The plaintiff sued on a subscription for bonds of the plaintiff which it is alleged the defendant’s intestate made. The subscription agreement is annexed to the complaint and in it the agreement is made with the “Woodmere School” and it is for the bonds of that “ school ” that the defendant’s intestate subscribed. The complaint alleges that the subscription was intended for bonds of the plaintiff and was delivered to the plaintiff. It also alleges that in consideration of similar agreements, bonds to the amount of $200,000 were subscribed for by others; that it was agreed that the payments be made in equal payments of $1,000 each; that $1,000 has been paid and payment of the balance demanded.
The defendant, as administratrix, interposed an answer denying knowledge or information sufficient to form a belief as to the truth of these allegations. The denial is not in absolutely correct form, but absolute correctness in pleading is not necessary to defeat a motion of this kind. (Curry v. Mackenzie, 239 N. Y. 267.) The answer puts in issue the execution of the subscription agreement, the allegation that it was intended for this plaintiff and that other subscriptions were made on similar forms. An attempt is made by affidavits to show that the defendant did have actual knowledge of her intestate’s subscription, but the plaintiff only succeeds in showing that the defendant was present when plaintiff's representatives called; that she knew the purpose of their call; but the affiants fail to say that she was present when her husband subscribed and do say she was not present all the time *459during their call. The result is that the affidavits fail to show that the defendant has any knowledge of the truth of the allegations as to which knowledge is denied. The affidavits may be very convincing and lead to the conclusion that the plaintiff will probably succeed, but still if they do not meet the defendant’s denial and show that she in fact has knowledge of the controverted facts it cannot deprive her of the right to have the facts proved in court by common-law proof. The defendant has interposed a denial in the form prescribed by the Civil Practice Act (§ 261). She has also complied with rule 113 of the Rules of Civil Practice, as she has shown facts sufficient to entitle her to defend.

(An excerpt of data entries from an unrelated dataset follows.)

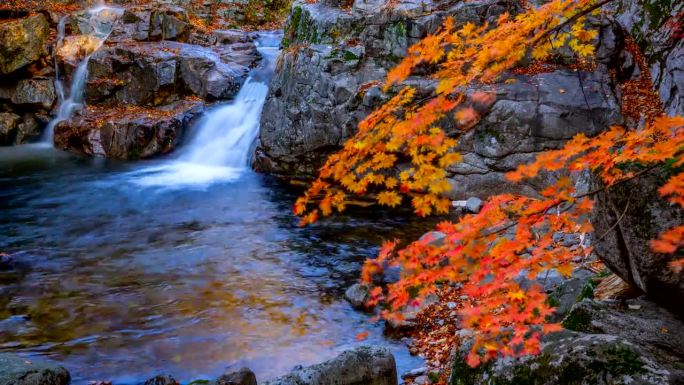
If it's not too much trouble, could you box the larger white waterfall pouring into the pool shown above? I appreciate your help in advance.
[134,33,280,187]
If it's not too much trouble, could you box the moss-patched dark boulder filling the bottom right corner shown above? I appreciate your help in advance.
[450,331,679,385]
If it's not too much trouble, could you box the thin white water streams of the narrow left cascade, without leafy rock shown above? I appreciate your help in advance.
[42,1,123,145]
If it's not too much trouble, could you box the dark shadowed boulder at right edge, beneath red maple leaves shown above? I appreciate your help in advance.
[591,170,684,313]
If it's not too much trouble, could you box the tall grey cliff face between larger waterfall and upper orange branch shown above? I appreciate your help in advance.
[255,0,520,176]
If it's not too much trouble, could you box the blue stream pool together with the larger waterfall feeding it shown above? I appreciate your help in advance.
[0,35,426,384]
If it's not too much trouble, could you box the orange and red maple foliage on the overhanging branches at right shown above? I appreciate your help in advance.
[294,0,684,366]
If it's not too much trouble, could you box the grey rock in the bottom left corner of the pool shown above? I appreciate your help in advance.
[0,353,71,385]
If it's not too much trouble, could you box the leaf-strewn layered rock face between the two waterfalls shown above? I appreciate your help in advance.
[48,4,259,159]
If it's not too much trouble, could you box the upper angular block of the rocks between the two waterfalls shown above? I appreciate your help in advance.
[85,41,258,106]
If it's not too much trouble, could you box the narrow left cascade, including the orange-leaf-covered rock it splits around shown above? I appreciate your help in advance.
[43,1,123,145]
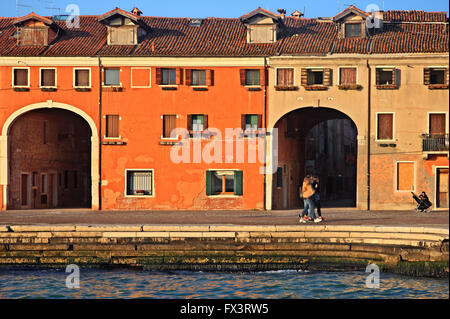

In her affidavit filed in opposition to this motion, in speaking of these transactions, the defendant says she has absolutely no knowledge. This being so, it was her duty to defend and her answer should not be stricken out. (Rogan v. Consolidated Coppermines Co., 117 Misc. 718.) The Court of Appeals has said that the power of the court upon application for summary judgment should be exercised with care and not extended beyond its just limits. (General Investment Co. v. Interborough R. T. Co., 235 N. Y. 133, 144.)
The position of the administratrix differs from that of the original debtor. If in the usual course of settling the estate a claim is presented and the administratrix doubts the justice of it, she can give the creditor notice to that effect and suit thereon must be brought within three months or the claim tried and determined upon the final accounting. (Surrogate’s Court Act, § 211.) Reasons are not required. The administratrix must unequivocally dispute the claim and this sets the short Statute of Limitations running and if an action is not brought within the statutory period, the claimant is required to establish his claim upon the accounting. (Van Ness v. Kenyon, 208 N. Y. 228; Surrogate’s Court Act, § 211.) Claims against estates must be established by very satisfactory evidence. (Matter of Van Slooten v. Wheeler, 140 N. Y. 624, 633.)
I can see no reason for applying a different rule to an action against ■ an administratrix. If the administratrix alleges that she has no knowledge, the claimant must establish his claim.
The order and judgment should be reversed upon the law, with costs, and the motion denied, with ten dollars costs.
Kelly, P. J., Rich, Kelby and Young, JJ., concur.
Order and judgment reversed upon the law, with costs, and motion denied, with ten dollars costs.